In November 2017, the first victims were identified, leading to simultaneous arrests in Thailand and Australia two months later.

The website’s main administrator, based in Thailand, was identified as Montri Salangam. He was the man seen abusing the 11 boys, one of whom was his nephew. The children had been lured to Salangam’s home with meals, internet access and football games.

A second administrator, Ruecha Tokputza, was based in Australia. Police found thousands of images taken in both Thailand and Australia on his seized devices, some of which featured Tokputza as the main abuser. The youngest identified during the recent South Australian court proceedings was just 15 months old.

Just the Beginning

The website and its administrators sparked a series of investigations around the world, leading to further arrests in Thailand, Australia and the United States. As police in nearly 60 countries examine referrals compiled by New Zealand, more arrests and rescues are expected.

Although police have removed 50 victims from harm, they believe an additional 100 more children have suffered abuse, and are currently working to identify those victims. To this end, all of the images and videos seized have been uploaded to INTERPOL’s International Child Sexual Exploitation database.

Verdicts Send a Strong Signal

In June 2018, Thai courts sentenced Salangam to 146 years in prison on charges of child rape, human trafficking, possession and distribution of child sexual abuse material.

A second man, a nursery school teacher close to Tokputza, received 36 years in prison on the same charges.

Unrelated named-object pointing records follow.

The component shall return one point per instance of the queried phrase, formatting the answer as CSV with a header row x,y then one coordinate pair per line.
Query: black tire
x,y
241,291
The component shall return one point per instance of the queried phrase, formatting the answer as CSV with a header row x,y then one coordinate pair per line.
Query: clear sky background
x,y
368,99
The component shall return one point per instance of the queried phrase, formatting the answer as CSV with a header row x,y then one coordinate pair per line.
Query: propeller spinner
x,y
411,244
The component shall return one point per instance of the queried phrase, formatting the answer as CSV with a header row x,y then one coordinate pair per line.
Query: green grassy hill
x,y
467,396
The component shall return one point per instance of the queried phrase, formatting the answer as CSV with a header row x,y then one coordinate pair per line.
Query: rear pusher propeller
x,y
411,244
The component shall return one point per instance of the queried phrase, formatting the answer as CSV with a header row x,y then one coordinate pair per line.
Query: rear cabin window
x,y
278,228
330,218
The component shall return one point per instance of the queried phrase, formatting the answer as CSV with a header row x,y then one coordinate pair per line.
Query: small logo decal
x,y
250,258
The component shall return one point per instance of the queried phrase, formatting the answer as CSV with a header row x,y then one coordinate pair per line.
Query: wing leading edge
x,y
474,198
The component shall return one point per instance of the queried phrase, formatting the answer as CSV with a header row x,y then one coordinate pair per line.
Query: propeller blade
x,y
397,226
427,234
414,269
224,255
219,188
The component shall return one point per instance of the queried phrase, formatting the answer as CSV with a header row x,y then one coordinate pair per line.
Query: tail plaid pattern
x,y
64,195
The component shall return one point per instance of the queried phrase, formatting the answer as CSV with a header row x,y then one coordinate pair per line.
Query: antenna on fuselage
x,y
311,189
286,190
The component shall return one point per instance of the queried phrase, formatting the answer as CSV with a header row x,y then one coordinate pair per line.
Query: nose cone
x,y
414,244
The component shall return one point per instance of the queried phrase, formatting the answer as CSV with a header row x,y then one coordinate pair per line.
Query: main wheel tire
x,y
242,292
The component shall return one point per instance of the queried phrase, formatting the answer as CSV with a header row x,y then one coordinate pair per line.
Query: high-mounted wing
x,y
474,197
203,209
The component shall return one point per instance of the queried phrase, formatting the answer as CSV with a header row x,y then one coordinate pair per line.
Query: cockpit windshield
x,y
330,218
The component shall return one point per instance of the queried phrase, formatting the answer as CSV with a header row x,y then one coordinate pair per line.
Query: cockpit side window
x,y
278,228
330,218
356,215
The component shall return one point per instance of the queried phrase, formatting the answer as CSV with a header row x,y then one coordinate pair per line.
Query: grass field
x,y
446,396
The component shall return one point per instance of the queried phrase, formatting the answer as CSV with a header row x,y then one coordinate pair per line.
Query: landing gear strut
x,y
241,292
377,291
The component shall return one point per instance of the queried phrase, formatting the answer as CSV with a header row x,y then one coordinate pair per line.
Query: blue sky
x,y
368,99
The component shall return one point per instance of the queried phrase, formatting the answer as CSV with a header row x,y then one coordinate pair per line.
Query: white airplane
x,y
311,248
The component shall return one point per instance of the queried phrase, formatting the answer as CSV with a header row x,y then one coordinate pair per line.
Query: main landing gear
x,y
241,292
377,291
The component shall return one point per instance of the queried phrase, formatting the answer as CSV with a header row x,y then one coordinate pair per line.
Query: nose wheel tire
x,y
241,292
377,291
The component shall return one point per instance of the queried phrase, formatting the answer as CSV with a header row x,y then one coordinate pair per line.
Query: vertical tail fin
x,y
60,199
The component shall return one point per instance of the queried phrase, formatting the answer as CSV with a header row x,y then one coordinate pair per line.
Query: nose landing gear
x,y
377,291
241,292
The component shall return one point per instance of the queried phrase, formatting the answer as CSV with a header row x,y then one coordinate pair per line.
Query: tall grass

On 17 May 2019, an Australian judge sentenced Tokputza to 40 years and three months in prison, the longest sentence ever imposed in Australia for child sex offences. The judge referred to Tokputza as ‘every child’s worst nightmare’ and ‘every parent’s horror’ for his offending.

INTERPOL Secretary General Jürgen Stock welcomed the successful prosecutions and applauded the massive international effort required.

“Operation Blackwrist sends a clear message to those abusing children, producing child sexual exploitation material and sharing the images online: We see you, and you will be brought to justice.

“Every child abuse image is evidence of a crime and INTERPOL will always provide its full support to officers on the ground to help identify and rescue victims around the world,” added the INTERPOL Chief.

“We see you, and you will be brought to justice.”

“These efforts have already resulted in numerous arrests in the United States to include individuals occupying positions of public trust. We are proud to be a part of these international efforts,” said HSI Bangkok Regional Attaché Eric McLoughlin.

AFP Detective Superintendent Stephen Fry, Acting Manager Asia, also highlighted the importance of international collaboration in stamping out the creation and sharing of child exploitation material.

“The production and distribution of this abhorrent content is largely driven by networks that are transnational in nature,” Detective Superintendent Fry said. “This is why the holistic, sophisticated and collaborative responses from Australian authorities and our international partners is so vital. I am pleased that results like this only strengthen our relationships into the future.”